If you get your health insurance from an Affordable Care Act health insurance exchange, it’s easy to tell the actuarial value; it’s reflected in the metal-tier of the health plan.

Out-Of-Pocket Maximum

Although most people know their annual deductible, most don’t know their annual out-of-pocket maximum even though the out-of-pocket maximum best reflects the financial protection that health insurance provides.

The most important benefit of health insurance is to protect you from potentially unlimited financial losses if you require expensive health care. Yes, it’s nice to get your annual physical for free, but if you need a $400,000 bone marrow transplant to treat your life-threatening multiple myeloma and you don’t have health insurance, you’re in a world of trouble. It’s that type of scenario that the out-of-pocket maximum addresses.

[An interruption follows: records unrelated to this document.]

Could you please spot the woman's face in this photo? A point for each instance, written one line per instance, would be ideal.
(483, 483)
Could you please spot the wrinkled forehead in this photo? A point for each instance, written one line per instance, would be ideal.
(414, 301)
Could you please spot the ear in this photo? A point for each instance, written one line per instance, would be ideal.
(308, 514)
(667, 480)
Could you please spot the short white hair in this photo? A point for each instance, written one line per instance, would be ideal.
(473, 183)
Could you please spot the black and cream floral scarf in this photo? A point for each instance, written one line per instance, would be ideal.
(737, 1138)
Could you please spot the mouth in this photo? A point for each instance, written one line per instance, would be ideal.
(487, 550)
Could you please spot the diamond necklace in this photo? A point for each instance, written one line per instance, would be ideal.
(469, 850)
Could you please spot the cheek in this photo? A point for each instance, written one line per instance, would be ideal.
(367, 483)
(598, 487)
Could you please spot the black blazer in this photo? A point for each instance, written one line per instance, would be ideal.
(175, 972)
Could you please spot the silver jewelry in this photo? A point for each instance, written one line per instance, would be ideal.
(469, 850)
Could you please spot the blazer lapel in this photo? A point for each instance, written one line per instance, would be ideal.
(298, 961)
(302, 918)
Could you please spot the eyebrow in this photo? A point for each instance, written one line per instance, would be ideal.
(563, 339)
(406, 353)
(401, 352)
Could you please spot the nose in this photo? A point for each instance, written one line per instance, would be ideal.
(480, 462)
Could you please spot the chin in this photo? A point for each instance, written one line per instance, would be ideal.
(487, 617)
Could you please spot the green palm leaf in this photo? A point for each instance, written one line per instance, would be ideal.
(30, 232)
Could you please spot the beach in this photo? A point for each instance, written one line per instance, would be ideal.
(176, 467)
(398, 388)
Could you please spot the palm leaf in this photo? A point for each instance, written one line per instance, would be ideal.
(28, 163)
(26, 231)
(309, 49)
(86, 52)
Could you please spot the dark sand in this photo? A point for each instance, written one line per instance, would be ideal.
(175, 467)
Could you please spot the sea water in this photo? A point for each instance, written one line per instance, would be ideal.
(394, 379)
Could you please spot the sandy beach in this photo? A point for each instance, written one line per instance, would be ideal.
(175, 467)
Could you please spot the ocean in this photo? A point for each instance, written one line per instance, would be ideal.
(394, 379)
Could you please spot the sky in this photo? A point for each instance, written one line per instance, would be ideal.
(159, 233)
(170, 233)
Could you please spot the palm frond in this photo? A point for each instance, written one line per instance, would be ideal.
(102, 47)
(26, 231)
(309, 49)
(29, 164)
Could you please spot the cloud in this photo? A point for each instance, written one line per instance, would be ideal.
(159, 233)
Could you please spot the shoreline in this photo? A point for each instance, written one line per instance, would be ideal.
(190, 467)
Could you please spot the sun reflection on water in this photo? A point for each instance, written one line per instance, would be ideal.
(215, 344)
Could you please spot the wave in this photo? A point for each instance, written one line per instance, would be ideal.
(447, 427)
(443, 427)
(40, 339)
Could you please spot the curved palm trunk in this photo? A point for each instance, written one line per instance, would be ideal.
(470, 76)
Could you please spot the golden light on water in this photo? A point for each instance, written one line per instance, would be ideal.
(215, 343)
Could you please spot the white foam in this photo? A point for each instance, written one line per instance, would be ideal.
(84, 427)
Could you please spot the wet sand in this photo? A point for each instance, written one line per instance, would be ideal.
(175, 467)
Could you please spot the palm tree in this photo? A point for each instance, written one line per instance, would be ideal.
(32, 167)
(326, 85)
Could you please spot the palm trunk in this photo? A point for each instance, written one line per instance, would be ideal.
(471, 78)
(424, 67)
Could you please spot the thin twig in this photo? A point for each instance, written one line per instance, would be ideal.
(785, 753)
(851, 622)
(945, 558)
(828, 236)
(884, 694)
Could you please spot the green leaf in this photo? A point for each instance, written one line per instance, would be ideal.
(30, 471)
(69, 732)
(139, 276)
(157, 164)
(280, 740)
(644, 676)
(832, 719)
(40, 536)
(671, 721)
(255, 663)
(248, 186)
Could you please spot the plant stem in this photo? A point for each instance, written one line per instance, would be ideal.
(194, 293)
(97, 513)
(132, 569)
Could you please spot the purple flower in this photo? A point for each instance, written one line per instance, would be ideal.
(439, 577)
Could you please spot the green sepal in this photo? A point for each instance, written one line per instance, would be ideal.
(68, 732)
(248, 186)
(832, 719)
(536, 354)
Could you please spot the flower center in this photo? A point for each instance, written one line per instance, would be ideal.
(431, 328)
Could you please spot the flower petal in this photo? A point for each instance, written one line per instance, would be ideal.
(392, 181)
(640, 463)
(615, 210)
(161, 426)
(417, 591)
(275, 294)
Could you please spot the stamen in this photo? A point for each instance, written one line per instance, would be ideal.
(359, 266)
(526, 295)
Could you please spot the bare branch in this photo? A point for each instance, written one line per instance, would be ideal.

Think of the out-of-pocket maximum as the point at which you stop hemorrhaging money. When you’ve paid enough in deductibles, copays, and coinsurance to have reached the out-of-pocket maximum for the year, you stop paying cost-sharing. Your health insurance pays 100% of the cost of your covered health care for the rest of the year.

If you’re facing that $400,000 bone marrow transplant and your health plan has an out-of-pocket maximum of $6,000, then you’re only paying $6,000. Your health plan picks up the rest of the bill. If, later that year, you break your leg and need another $30,000 worth of health care, don’t sweat it. You’ve already paid your total $6,000 out-of-pocket maximum. As long as you follow your health plan’s rules about how to get your care, your health plan will be responsible for that bill, not you.